田んぼや川の様子を見に行って、亡くなった女性というのは、私は聞いたことがありません。スカウティングを行うのは基本的に男性であり、素早さと経験が求められるため、「若い男性」と「初老の男性」という2つのグループが中心であると考えられます。

これらのリスク追求行動は、直観的な役割分業の一種であり、自分の縄張りを維持するために、率先して危険の大きさを見極めようとするスカウティング(偵察・哨戒行動)として、理解した方がよいでしょう。

災害時に、ラジオやテレビで災害情報の収集を積極的に行う(=間接的スカウティング)のも、この2つのグループです。

女性の場合、子どもや親の救出・安否確認が関心の焦点になり、リスク追求行動を取ってしまうことが多いようです。

このように、災害時には、年齢による分業や性別による分業が強化されることが多いのです。


「川の様子を見に行きたい」衝動を抑えるための対処法
――台風や大雨のとき、川や外の様子を見に行きたくなったら、どのように対処すればよい?

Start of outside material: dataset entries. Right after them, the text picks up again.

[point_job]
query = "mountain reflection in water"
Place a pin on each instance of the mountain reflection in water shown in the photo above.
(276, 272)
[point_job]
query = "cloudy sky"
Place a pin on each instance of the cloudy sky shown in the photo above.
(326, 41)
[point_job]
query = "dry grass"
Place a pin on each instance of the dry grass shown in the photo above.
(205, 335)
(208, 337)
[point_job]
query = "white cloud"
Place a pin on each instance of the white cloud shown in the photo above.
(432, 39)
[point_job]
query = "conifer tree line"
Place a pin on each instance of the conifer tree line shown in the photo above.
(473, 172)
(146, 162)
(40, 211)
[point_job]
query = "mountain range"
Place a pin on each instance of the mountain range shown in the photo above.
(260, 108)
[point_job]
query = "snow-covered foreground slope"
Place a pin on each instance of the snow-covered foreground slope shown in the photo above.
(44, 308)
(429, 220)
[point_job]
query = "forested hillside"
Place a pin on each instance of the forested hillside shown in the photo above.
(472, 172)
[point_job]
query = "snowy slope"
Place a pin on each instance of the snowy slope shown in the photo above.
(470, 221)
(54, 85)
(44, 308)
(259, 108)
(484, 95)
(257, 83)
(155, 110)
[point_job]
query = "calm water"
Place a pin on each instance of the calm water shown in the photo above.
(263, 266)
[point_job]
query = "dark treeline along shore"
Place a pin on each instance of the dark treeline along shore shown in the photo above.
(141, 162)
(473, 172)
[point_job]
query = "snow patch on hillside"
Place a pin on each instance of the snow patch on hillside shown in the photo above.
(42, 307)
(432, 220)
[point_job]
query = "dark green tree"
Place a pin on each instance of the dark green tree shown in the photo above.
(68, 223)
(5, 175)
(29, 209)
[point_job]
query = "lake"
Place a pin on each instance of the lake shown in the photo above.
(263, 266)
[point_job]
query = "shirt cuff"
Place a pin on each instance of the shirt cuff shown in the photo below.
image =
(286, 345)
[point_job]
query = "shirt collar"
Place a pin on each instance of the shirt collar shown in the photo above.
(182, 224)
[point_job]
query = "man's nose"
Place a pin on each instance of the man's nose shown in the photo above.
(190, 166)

危機のシグナルが感知されると、交感神経系が活性化して、「闘争・逃走反応」(=生存の為に戦うか逃げるかの準備を整える反応)が開始されます。

スカウティングを抑制するためには、行動開始までの時間をできるだけ「間延び」させることで、衝動を抑制する必要があります。

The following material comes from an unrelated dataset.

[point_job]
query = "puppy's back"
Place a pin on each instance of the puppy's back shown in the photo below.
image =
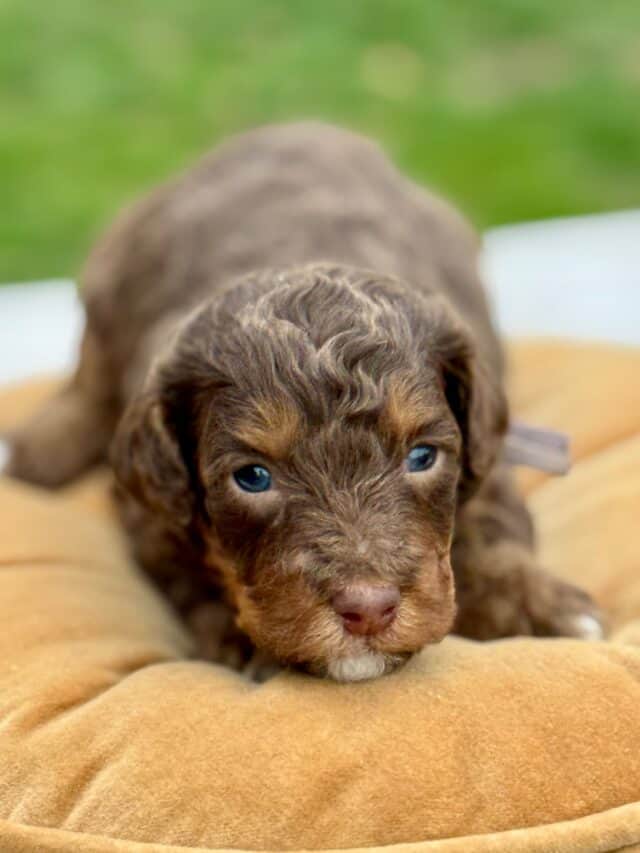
(280, 195)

具体的には「一人の人間の力では、自然の脅威を排除できない」ことや、「少なくとも現代の日本では、自然災害で一家が路頭に迷うことはない」ということを思い出せばよいのですが、使命感や責任感に燃えている状態では難しいかもしれません。

ポイントになるのは、川の様子を見に行く際、妻や子どもらに自分の行動を「告げている」という点であると考えられます。

もし、使命感や責任感に溢れた夫や父親から「川の様子を見に行く」と告げられたら、「万が一、命を失ったら、家族や地域の人に、より一層、迷惑をかけることになる」などの指摘をするのがよいと思います。



ライブ映像で衝動は抑えられる?
――「川の状況を伝えるライブ映像」を見ることで衝動は抑えられる?

ライブ映像にするということ自体が、スカウティングの機能(外敵の情報収集を行うことで、外敵を分析し、コントロール可能にする)を拡張したものであると考えられます。

たしかに、こうした可視化によって、避難の迅速化などで災害を制御できる部分も少なくないでしょう。ただ、少なくとも男性に関して言えば、「実際に」「自分の眼で」確認しようとする衝動は、ライブ映像を見ることで助長されるのではないかと懸念します。